Jio Financial Services’ shares, which were separated from Reliance Industries (RIL), experienced a consecutive second-day decline of 5 percent, triggering a halt in their removal from benchmark indices. Jio Financial’s current weight in Nifty50 and Sensex is around 1 percent.
Simultaneously, both BSE and NSE have confirmed the removal of Jio Financial from their indices on August 29, following the stock’s consecutive lower circuit triggers. In case the stock’s downward limit persists, the exclusion might be postponed to ensure ETFs have an orderly exit.
On the National Stock Exchange (NSE), it concluded at Rs 236.5, down from the prior day’s Rs 248.9.
Presently, Jio Financial’s valuation is Rs 1.5 trillion, reflecting a market value decrease of nearly Rs 16,000 crore. During a special price discovery event on July 20, the Mukesh Ambani-led company was appraised at Rs 1.66 trillion.
Market analysts suggest that the decrease in Jio Financial shares is due to various causes. One of them is market sentiment. They predict that exchange-traded funds (ETFs) and index funds linked to Nifty and Sensex will offload Jio Financial shares worth $400 million since holding the stock will no longer be obligatory. This is a normal procedural issue.

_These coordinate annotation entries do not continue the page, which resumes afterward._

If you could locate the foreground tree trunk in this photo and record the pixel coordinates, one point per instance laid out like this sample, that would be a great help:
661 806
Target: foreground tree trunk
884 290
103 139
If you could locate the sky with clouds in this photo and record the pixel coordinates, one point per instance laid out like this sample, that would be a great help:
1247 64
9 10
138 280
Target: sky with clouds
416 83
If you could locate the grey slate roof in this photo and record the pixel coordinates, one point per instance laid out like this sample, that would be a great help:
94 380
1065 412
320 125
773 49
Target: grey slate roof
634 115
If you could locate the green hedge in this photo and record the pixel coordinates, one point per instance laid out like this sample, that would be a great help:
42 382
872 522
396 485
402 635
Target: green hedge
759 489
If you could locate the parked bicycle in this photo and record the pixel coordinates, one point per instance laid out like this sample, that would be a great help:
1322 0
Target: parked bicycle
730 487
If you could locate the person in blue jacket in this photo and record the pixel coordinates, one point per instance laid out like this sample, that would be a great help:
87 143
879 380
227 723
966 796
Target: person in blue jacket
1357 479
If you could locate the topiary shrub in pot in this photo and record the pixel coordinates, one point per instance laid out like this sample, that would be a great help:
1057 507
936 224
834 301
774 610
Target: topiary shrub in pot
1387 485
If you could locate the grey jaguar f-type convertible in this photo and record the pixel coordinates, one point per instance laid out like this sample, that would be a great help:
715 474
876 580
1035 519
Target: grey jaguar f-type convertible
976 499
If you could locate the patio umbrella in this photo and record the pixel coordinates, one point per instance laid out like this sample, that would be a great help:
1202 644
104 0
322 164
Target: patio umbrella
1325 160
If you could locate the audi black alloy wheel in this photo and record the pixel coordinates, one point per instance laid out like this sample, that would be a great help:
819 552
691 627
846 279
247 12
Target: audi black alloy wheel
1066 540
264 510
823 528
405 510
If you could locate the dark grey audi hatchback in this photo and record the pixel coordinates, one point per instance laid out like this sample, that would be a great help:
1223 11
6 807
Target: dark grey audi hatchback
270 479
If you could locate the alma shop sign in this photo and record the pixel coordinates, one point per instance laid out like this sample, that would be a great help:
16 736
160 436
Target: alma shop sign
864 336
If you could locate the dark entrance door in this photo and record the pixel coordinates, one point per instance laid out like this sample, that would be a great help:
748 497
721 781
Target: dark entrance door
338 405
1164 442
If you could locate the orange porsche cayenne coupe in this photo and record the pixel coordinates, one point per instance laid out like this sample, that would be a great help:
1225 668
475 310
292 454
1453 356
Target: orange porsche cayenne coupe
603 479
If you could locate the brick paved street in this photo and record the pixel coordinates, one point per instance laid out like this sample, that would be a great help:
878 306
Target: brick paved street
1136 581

Additionally, Global Depository Receipt (GDR) holders of RIL are expected to sell shares worth $500 million. These investor groups received Jio Financial shares due to their ownership of RIL.
Even though the stock will be excluded from both the domestic benchmark indices, it nevertheless continues to be a part of global indices like Morgan Stanley Capital International and the Financial Times Stock Exchange, mitigating the downward pressure.
The anticipated mandatory selling might involve approximately 150 million shares, valued at about Rs 3,500 crore during the last closing. It is expected that as the Reliance annual general meeting (AGM) slated for August 28, the unveiling of a business roadmap could potentially ease the price pressure.
Due to Jio Financial’s limited operational commencement, analysts are grappling with establishing a fair stock value and are awaiting further signals from the company.
Some analysts question whether RIL can replicate its disruptive strategy in retail and telecommunications within the financial sector. The execution capabilities of Jio Financial will only become evident over time. They are monitoring the level of aggression in unsecured lending by Jio Financial to assess the impact on non-banking financial companies (NBFCs) and system-level leverage.
Furthermore, if Jio Financial attains the same ‘AAA’ rating as parent RIL, it could enjoy a significant advantage in terms of lower funding costs.
Amidst all these cues, how the stock performs today would be interesting.